Swann's Way (translated by Lydia Davis), pp. 206-220.
The social satire continues with a delicious analysis of the manners and mannerisms of the Verdurins and their circle, including Dr. Cottard, whose social insecurity is such that he tries to greet every statement or question with an "ironic smile that removed all impropriety from his attitude in advance, since he was proving that if the attitude was not a fashionable one he was well aware of it and that if he had adopted it, it was as a joke." Even when invited to a performance by Sarah Bernhardt, Cottard is so unwilling to express an unfashionable opinion that "he entered the box with a smile that was waiting to become more pronounced or to disappear as soon as some authoritative person informed him as to the quality of the entertainment."

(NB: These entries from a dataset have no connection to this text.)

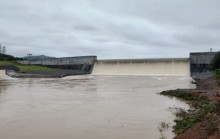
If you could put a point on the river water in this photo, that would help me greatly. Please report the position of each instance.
(87, 107)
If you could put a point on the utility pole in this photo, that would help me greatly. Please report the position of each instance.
(0, 48)
(4, 50)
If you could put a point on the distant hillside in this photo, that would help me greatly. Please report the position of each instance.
(40, 57)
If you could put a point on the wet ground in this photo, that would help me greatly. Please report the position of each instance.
(87, 107)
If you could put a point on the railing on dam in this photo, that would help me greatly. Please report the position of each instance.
(145, 67)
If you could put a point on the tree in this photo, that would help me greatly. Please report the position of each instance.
(4, 50)
(216, 61)
(0, 48)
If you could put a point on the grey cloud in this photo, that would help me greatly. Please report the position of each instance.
(109, 29)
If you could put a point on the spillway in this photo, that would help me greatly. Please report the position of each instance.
(143, 67)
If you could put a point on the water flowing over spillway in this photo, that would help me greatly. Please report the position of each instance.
(146, 67)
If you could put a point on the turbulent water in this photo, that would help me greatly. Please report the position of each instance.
(154, 67)
(87, 107)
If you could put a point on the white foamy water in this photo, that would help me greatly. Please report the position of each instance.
(144, 67)
(87, 107)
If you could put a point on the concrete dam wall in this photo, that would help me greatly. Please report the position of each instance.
(69, 65)
(144, 67)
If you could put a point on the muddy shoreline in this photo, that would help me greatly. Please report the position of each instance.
(202, 121)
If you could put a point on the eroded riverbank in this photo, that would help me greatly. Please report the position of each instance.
(88, 107)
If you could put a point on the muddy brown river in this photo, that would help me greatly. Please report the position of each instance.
(87, 107)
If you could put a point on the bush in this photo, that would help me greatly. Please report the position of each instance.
(216, 61)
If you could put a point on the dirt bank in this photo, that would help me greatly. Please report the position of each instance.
(203, 120)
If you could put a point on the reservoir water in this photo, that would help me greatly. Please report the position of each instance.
(87, 107)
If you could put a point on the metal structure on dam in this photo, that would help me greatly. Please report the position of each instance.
(197, 66)
(145, 67)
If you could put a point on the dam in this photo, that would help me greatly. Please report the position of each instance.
(143, 67)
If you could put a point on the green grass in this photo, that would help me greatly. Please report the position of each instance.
(25, 68)
(217, 72)
(6, 63)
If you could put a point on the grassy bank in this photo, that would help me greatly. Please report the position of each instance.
(201, 109)
(25, 68)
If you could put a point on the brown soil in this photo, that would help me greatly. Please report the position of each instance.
(208, 128)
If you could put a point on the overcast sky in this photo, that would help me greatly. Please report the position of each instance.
(110, 28)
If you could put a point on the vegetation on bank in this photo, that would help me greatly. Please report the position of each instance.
(25, 68)
(201, 109)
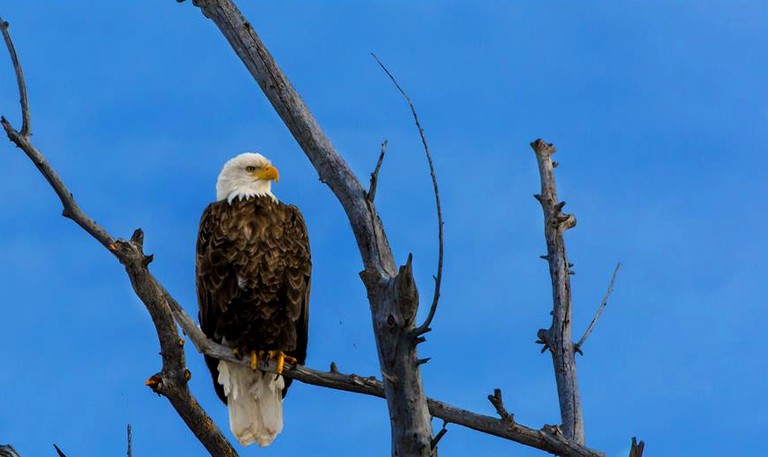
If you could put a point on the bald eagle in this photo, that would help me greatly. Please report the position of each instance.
(253, 271)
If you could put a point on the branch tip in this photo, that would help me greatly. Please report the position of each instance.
(577, 346)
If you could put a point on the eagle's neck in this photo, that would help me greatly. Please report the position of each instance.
(242, 190)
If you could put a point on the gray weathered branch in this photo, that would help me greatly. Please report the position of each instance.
(391, 290)
(375, 175)
(25, 117)
(558, 337)
(545, 439)
(172, 379)
(424, 327)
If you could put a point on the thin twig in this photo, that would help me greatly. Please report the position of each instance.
(498, 402)
(637, 448)
(578, 345)
(439, 436)
(424, 327)
(25, 117)
(130, 442)
(375, 175)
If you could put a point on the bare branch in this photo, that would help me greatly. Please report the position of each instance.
(424, 327)
(498, 403)
(391, 290)
(174, 375)
(375, 175)
(637, 448)
(439, 435)
(130, 442)
(577, 346)
(558, 337)
(504, 427)
(25, 118)
(6, 450)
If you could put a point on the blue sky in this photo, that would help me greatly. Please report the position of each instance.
(659, 111)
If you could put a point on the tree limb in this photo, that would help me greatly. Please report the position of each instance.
(424, 327)
(391, 290)
(558, 337)
(25, 117)
(375, 175)
(577, 346)
(504, 427)
(174, 375)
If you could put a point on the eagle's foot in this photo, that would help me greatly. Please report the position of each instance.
(281, 358)
(255, 356)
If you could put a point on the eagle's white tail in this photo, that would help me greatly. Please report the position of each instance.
(255, 402)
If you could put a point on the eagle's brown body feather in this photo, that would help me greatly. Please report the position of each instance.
(253, 271)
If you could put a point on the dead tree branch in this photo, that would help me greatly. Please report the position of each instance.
(637, 448)
(503, 427)
(174, 374)
(25, 117)
(391, 290)
(375, 175)
(424, 327)
(558, 337)
(6, 450)
(129, 453)
(577, 346)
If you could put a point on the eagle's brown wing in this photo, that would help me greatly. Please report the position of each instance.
(253, 270)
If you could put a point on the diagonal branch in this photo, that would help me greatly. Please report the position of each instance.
(174, 375)
(558, 337)
(577, 346)
(391, 291)
(424, 327)
(25, 118)
(371, 195)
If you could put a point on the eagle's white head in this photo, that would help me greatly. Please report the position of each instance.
(247, 175)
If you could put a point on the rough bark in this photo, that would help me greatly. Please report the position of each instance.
(558, 337)
(391, 293)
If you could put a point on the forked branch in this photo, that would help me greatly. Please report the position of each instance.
(424, 327)
(577, 346)
(25, 117)
(174, 374)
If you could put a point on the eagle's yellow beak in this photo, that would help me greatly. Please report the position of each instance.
(268, 172)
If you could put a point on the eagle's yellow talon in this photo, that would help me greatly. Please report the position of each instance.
(254, 360)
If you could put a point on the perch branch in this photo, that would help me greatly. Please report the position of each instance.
(375, 175)
(25, 117)
(174, 375)
(504, 427)
(424, 327)
(577, 346)
(558, 337)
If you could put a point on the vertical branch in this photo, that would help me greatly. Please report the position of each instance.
(391, 291)
(558, 337)
(424, 327)
(25, 117)
(130, 442)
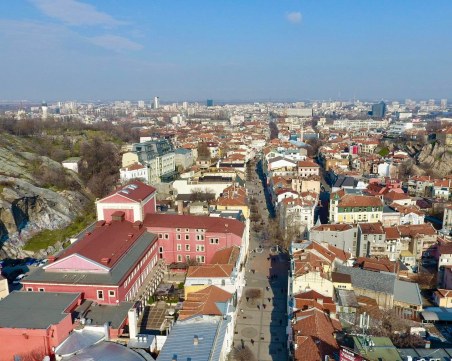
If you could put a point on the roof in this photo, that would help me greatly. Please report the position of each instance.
(340, 277)
(205, 302)
(314, 335)
(210, 271)
(340, 227)
(350, 200)
(407, 292)
(105, 351)
(135, 191)
(384, 349)
(118, 271)
(79, 340)
(108, 241)
(35, 310)
(210, 331)
(210, 224)
(371, 228)
(227, 255)
(375, 281)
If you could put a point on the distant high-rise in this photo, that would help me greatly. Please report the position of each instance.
(156, 102)
(379, 110)
(44, 109)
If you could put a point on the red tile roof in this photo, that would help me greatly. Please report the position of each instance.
(314, 335)
(210, 224)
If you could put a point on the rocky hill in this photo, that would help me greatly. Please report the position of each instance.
(435, 159)
(36, 193)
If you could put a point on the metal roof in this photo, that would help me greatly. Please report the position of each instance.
(34, 310)
(210, 331)
(105, 351)
(407, 292)
(375, 281)
(79, 340)
(119, 270)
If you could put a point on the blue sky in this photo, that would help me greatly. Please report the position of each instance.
(225, 49)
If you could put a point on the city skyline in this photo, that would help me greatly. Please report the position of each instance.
(278, 51)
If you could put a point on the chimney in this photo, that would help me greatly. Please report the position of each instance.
(118, 216)
(100, 224)
(132, 317)
(107, 331)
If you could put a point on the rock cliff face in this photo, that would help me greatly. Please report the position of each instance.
(436, 159)
(27, 203)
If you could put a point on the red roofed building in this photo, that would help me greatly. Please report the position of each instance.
(313, 335)
(135, 199)
(185, 237)
(108, 265)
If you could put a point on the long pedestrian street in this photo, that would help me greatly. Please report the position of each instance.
(262, 318)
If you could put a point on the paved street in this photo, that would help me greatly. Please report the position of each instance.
(262, 319)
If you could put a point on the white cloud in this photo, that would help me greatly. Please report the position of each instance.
(114, 42)
(294, 17)
(73, 12)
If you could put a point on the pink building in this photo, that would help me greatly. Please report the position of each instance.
(108, 265)
(35, 323)
(135, 199)
(184, 237)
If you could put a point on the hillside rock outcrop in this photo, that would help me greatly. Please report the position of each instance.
(28, 201)
(435, 159)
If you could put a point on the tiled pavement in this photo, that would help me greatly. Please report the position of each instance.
(263, 328)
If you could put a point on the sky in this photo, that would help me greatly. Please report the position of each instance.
(226, 50)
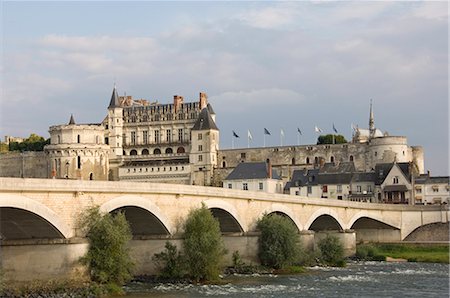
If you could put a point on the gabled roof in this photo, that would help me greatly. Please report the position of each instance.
(114, 99)
(251, 170)
(204, 121)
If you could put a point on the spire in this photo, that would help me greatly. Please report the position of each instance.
(114, 99)
(371, 121)
(72, 120)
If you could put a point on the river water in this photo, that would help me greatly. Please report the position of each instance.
(367, 279)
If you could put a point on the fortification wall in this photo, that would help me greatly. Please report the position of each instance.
(27, 164)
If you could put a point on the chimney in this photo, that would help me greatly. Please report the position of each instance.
(203, 100)
(269, 169)
(177, 101)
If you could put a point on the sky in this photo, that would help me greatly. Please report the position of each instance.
(275, 65)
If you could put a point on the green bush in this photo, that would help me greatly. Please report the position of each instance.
(331, 251)
(170, 262)
(108, 257)
(279, 241)
(203, 245)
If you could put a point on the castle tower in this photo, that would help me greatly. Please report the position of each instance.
(115, 126)
(204, 148)
(372, 128)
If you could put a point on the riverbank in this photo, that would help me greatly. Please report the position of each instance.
(412, 252)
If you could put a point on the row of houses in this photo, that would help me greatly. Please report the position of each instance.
(390, 183)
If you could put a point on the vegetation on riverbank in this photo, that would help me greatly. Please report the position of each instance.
(429, 253)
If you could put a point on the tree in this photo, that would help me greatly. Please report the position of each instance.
(279, 241)
(203, 245)
(328, 139)
(108, 256)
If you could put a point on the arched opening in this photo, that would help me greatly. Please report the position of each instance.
(18, 223)
(142, 222)
(325, 223)
(228, 224)
(279, 213)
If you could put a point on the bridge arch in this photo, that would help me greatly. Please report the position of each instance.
(229, 219)
(38, 209)
(280, 208)
(135, 203)
(324, 214)
(372, 216)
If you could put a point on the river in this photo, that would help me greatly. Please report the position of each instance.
(367, 279)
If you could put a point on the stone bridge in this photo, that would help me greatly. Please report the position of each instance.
(46, 212)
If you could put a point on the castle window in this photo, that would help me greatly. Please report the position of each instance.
(168, 135)
(145, 137)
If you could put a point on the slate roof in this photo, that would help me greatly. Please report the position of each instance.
(114, 99)
(204, 121)
(251, 170)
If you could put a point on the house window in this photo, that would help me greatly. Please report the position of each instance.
(145, 137)
(395, 180)
(133, 138)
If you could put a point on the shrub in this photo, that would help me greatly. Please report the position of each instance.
(331, 251)
(278, 242)
(203, 245)
(107, 258)
(169, 262)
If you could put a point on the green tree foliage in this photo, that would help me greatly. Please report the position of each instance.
(328, 139)
(170, 262)
(279, 241)
(32, 143)
(203, 245)
(331, 251)
(108, 257)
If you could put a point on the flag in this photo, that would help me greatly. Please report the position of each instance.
(334, 128)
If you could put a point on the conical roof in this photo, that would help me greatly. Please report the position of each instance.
(114, 99)
(205, 121)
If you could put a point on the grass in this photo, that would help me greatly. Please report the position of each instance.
(428, 253)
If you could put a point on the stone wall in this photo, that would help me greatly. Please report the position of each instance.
(28, 164)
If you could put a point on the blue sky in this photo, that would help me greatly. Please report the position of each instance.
(279, 65)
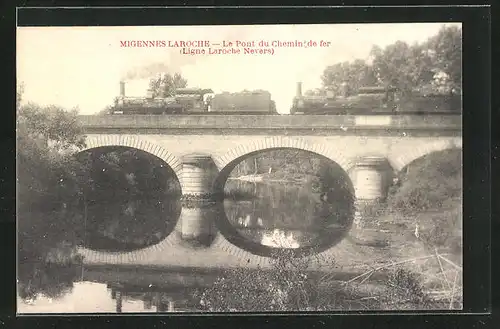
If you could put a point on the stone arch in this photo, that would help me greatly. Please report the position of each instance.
(277, 142)
(399, 161)
(137, 143)
(229, 240)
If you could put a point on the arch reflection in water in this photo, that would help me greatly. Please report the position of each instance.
(131, 199)
(309, 210)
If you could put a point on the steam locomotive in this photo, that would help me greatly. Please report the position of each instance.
(196, 101)
(372, 100)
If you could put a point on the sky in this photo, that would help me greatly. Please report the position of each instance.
(82, 66)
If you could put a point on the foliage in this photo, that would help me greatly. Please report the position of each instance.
(356, 74)
(429, 190)
(433, 65)
(165, 86)
(286, 287)
(47, 187)
(430, 182)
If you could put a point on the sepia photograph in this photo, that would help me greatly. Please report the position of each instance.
(239, 168)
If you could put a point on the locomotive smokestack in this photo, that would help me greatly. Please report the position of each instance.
(122, 88)
(299, 89)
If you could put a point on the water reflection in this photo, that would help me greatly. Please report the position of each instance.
(126, 227)
(92, 297)
(287, 215)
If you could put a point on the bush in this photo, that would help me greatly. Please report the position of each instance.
(428, 183)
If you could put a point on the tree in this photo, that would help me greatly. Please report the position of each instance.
(47, 190)
(165, 86)
(402, 66)
(357, 74)
(445, 50)
(434, 64)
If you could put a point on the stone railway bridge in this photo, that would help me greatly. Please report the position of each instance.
(203, 149)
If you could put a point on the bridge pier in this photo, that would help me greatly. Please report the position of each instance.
(197, 222)
(198, 174)
(372, 177)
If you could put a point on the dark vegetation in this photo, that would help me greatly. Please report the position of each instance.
(99, 198)
(431, 67)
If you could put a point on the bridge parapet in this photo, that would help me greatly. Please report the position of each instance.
(273, 122)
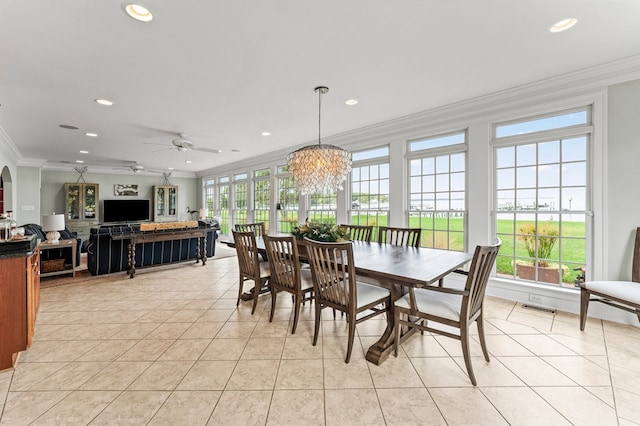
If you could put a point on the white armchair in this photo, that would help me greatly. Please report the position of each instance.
(623, 295)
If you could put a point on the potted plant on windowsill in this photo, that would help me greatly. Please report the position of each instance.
(539, 248)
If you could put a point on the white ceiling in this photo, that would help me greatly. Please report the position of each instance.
(222, 72)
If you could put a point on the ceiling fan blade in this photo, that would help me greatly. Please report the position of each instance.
(213, 151)
(155, 143)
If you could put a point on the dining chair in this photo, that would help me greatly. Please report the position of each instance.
(335, 286)
(287, 275)
(250, 266)
(359, 232)
(257, 228)
(623, 295)
(409, 237)
(451, 307)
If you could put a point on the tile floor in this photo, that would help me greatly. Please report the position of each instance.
(170, 347)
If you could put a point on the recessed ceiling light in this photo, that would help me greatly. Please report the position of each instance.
(105, 102)
(563, 25)
(138, 12)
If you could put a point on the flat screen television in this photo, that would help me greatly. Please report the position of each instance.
(126, 210)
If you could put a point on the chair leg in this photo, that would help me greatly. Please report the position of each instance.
(396, 331)
(256, 293)
(352, 333)
(274, 295)
(584, 307)
(240, 287)
(483, 343)
(296, 313)
(464, 338)
(317, 324)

Cottard is the perfect foil for Swann, who is at ease in any social situation, "so that toward people of a social circle inferior to his, like the Verdurins and their friends, he instinctively displayed a marked attention, permitted himself to make advances." He asks to be introduced to everyone, including those to whom the Verdurins condescend, sometimes unwarrantedly, such as "Saniette, whose shyness, simplicity, and good nature had lost him all the esteem he had won by his skill as an archivist, his substantial fortune, and the distinguished family he came from."
But Proust also allows us to see what Swann has in common with Cottard, namely a sense that he has been hollowed out by his attempts to adapt to society's expectations. In Swann's case,
He had for so long given up directing his life toward an ideal goal and limited it to the pursuit of everyday satisfactions that ... since his mind no longer entertained any lofty ideas, he had ceased to believe in their reality, though without being able to deny it altogether.As a result, "in his conversation he endeavored never to express with any warmth a personal opinion about things." Or else, very much like Cottard, "give[s] his remarks an ironic tone, as if he did not entirely subscribe to what he was saying."
But there is one thing that opened "in Swann the possibility of a sort of rejuvenation": the "delicious sensation" provoked in him by a piece of music he hears at a soiree. It rouses in him "the presence of one of those invisible realities in which he had ceased to believe and to which, as if the music had had a sort of sympathetic influence on the moral dryness from which he suffered, he felt in himself once again the desire and almost the strength to devote his life."
He has been unable to find out what the piece of music is or who composed it until he hears it again at the Verdurins': "it was the andante from the Sonata for Piano and Violin by Vinteuil."